To everyone else I’ve lost a lot of years from my life, but I’m not sad, you know? Because you know what they say, a life lived next to a microwave is a life well lived.

The Great Australian Camel Threat – A thriving hair trade or total warfare?

Somewhere in Canberra there is a government department dedicated to coming up with solutions to basically any conceivable problem or national threat that could happen. Anything.

It’s called the Crisis Co-ordination Centre and provides whole-of-government situational awareness to inform national decision-making during a crisis.

They sit there and brainstorm a threat, and then solve it, just in case it happens, so we are ready.

(I feel it’s important to note that this department also comes with a caterer.  I met her once. It seems the Australian government too is also aware of the universal truth, that no strong solution can be created on an empty stomach.)

I imagine the department works something like this:

“OK Paul, this week it’s your turn, what’s the threat?”

“Erm aliens invade?”

Aliens invade – we’ll do this. Aliens with grenade launcher hands – hmm a bit tricky, maybe this will work? Aliens with grenade launcher hands with impenetrable armour and strobe light eye blinding crotches– we’re ready. All because Paul and the guys sat there figuring out exactly what to do, and because their caterer made sure they had sandwiches.

It’s also important to consider why most don’t know about this team, and why these plans are not often released to the public.

One popular theory is because I’m making most of this up.

Another, possibly weaker in facts, is because most of the solutions to different problems probably include Paul pressing a red button that encompasses Canberra in a protective dome so that he, his colleagues, his family and his caterer live long happy lives inside the dome whilst the rest of us are mercilessly killed by aliens with flashy crotches, but that’s probably why they’re not released, so no harm no foul. Amirite Paul?

There’s a problem that I think we all need to know is being addressed.

What’s the plan for when the wild camels of Australia unite and overthrow the current Australian government.

I was recently told that there are twice as many camels in Australia as there are people.

This came as quite a shock to me having never seen evidence of it. Sure I’ve seen the odd camel parading around Rye foreshore after a break from the carnival. And yeah I know they are associated with deserts, which we in Australia have plenty of,  but still you’d think we’d be aware of their masses and their potential revolutionary tendencies.

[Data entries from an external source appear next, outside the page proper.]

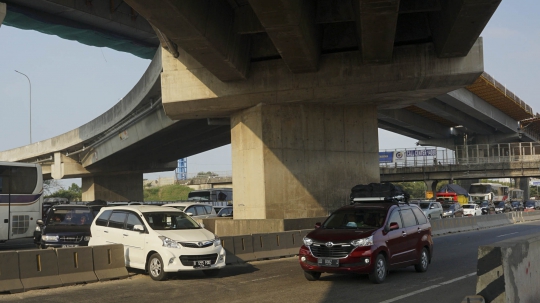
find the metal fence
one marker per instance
(461, 154)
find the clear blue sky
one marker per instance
(74, 83)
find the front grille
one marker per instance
(70, 238)
(197, 244)
(188, 260)
(320, 250)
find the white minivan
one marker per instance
(160, 240)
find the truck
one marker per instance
(452, 193)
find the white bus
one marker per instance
(21, 199)
(491, 192)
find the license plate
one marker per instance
(328, 262)
(205, 263)
(70, 245)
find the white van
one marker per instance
(159, 240)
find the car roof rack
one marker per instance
(396, 199)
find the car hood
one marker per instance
(187, 234)
(339, 235)
(66, 229)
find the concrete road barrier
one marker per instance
(76, 265)
(39, 269)
(243, 248)
(509, 271)
(228, 245)
(109, 262)
(10, 280)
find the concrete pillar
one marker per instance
(431, 188)
(523, 184)
(298, 161)
(125, 187)
(466, 183)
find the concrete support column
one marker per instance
(466, 183)
(523, 184)
(125, 187)
(299, 161)
(431, 188)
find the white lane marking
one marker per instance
(507, 234)
(255, 280)
(429, 288)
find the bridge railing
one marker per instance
(460, 155)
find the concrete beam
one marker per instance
(376, 22)
(458, 24)
(290, 24)
(414, 122)
(204, 29)
(190, 91)
(446, 111)
(466, 101)
(66, 166)
(2, 12)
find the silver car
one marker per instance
(431, 209)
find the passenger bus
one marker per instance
(491, 192)
(21, 199)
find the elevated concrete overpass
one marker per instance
(301, 82)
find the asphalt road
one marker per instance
(450, 277)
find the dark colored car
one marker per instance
(516, 205)
(368, 238)
(532, 205)
(452, 210)
(488, 208)
(503, 207)
(226, 211)
(65, 226)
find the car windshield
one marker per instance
(170, 221)
(355, 219)
(448, 206)
(70, 216)
(424, 205)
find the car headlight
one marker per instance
(168, 242)
(362, 242)
(50, 238)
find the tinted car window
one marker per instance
(103, 219)
(395, 217)
(419, 216)
(117, 219)
(408, 217)
(191, 210)
(132, 221)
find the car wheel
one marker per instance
(379, 272)
(211, 272)
(155, 268)
(424, 261)
(312, 275)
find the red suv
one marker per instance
(371, 236)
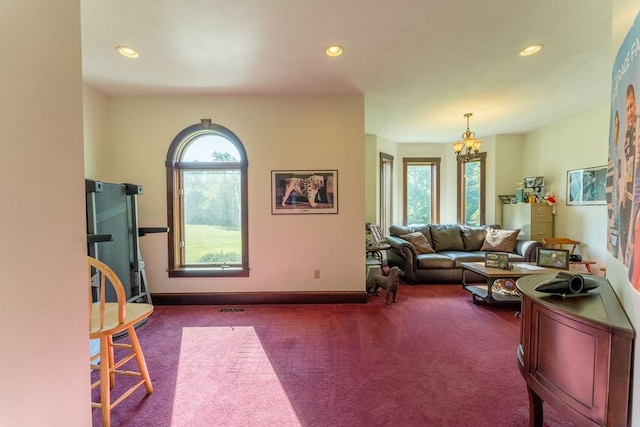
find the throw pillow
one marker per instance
(420, 242)
(446, 237)
(473, 237)
(500, 240)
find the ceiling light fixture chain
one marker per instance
(469, 147)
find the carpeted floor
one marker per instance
(432, 359)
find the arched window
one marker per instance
(207, 203)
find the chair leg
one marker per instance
(105, 383)
(142, 364)
(112, 361)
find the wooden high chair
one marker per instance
(571, 245)
(107, 319)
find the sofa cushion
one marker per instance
(473, 237)
(419, 241)
(500, 240)
(399, 230)
(446, 237)
(435, 261)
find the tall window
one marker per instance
(207, 203)
(421, 190)
(386, 195)
(471, 190)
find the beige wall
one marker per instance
(96, 132)
(279, 133)
(575, 142)
(44, 364)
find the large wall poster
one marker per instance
(623, 168)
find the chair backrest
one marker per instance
(376, 233)
(104, 277)
(561, 243)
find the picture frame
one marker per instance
(496, 260)
(291, 189)
(587, 186)
(507, 198)
(533, 182)
(553, 258)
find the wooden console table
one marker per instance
(575, 354)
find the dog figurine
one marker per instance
(377, 281)
(308, 187)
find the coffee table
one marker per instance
(482, 293)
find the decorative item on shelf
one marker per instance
(505, 286)
(468, 148)
(552, 258)
(535, 185)
(497, 260)
(550, 198)
(519, 192)
(567, 284)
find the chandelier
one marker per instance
(469, 146)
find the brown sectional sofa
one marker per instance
(452, 244)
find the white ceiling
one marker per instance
(421, 64)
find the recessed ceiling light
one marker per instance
(127, 52)
(334, 50)
(531, 50)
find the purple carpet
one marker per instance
(432, 359)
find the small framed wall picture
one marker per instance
(507, 198)
(553, 258)
(304, 192)
(496, 260)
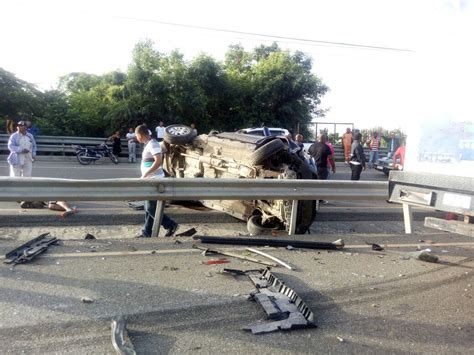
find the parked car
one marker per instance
(235, 155)
(385, 164)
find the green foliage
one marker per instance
(267, 86)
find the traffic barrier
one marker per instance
(45, 189)
(62, 145)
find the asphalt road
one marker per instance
(374, 302)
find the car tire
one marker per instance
(265, 151)
(83, 158)
(179, 134)
(113, 158)
(254, 226)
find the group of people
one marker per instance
(132, 140)
(22, 147)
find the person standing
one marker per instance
(400, 155)
(331, 162)
(132, 145)
(374, 145)
(193, 129)
(151, 168)
(299, 140)
(160, 132)
(346, 143)
(116, 143)
(321, 153)
(357, 157)
(22, 147)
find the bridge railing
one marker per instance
(62, 145)
(49, 189)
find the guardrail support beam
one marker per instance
(160, 207)
(407, 218)
(294, 210)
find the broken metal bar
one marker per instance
(29, 250)
(281, 304)
(235, 255)
(338, 244)
(120, 341)
(278, 261)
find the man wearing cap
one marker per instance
(22, 146)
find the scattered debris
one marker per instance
(235, 255)
(425, 255)
(376, 247)
(30, 250)
(281, 303)
(237, 272)
(338, 244)
(216, 261)
(120, 339)
(137, 205)
(187, 233)
(87, 300)
(169, 268)
(282, 263)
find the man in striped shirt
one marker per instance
(374, 149)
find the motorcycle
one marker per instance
(86, 155)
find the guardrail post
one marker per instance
(294, 210)
(160, 207)
(407, 218)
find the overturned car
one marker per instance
(235, 155)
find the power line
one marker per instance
(342, 44)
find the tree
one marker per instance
(19, 99)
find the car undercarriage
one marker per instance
(234, 155)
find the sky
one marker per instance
(430, 72)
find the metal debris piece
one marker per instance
(338, 244)
(216, 261)
(187, 233)
(31, 249)
(235, 255)
(237, 272)
(375, 247)
(282, 263)
(120, 339)
(281, 303)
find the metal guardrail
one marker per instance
(63, 145)
(44, 189)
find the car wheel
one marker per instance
(264, 152)
(83, 158)
(179, 134)
(255, 227)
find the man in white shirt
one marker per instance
(160, 132)
(132, 146)
(22, 146)
(151, 168)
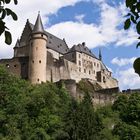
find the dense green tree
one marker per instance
(133, 18)
(82, 122)
(3, 13)
(30, 112)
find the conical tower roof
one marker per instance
(38, 25)
(100, 54)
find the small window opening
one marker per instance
(7, 65)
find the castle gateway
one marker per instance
(40, 56)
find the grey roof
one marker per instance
(38, 25)
(103, 66)
(54, 42)
(83, 49)
(17, 43)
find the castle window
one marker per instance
(79, 63)
(7, 65)
(89, 71)
(84, 70)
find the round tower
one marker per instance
(38, 53)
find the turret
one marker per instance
(100, 55)
(38, 53)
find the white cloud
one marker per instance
(128, 78)
(75, 32)
(123, 61)
(104, 33)
(79, 18)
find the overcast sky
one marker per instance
(99, 23)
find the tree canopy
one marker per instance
(4, 12)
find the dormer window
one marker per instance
(7, 65)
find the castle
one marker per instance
(40, 56)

It’s the very fact that I haven’t seen them around that makes me think that they’re up to something worthy of investigation by the Crisis Coordination Centre.

If they were living normal lives, commuting into work like me, spending time with their families in parks, Barbecuing, enjoying Australia’s unhealthy and semi racist attitude to sport then maybe I wouldn’t suspect as much, but it seems to me they’ve gone underground… It seems to me that they might be different to us, and growing in numbers at what I can only imagine is a dangerous rate.

It’s for that reason in my completely uneducated opinion that our current peace can only last so long. So we have to do something about it, and the way I see it we have two options.

We send out a peace convoy offering the straw of friendship, we set up trading agreements with them stating they trade milk, meat, some of their hair, transport in their pouches etc. and see how they respond. Perhaps they could tell us why they have two humps? What’s inside their humps…Perhaps we can build a bright new future together?

Or total and unrelenting warfare. The war to end all wars, we spare no expense, and no camel survives to continue the line of camels that may one day seek revenge.

I pay my taxes (I think?) and I hope that pays the Crisis Co-ordination Centre to look out for me here  and make sure we’re ready for the above courses of action.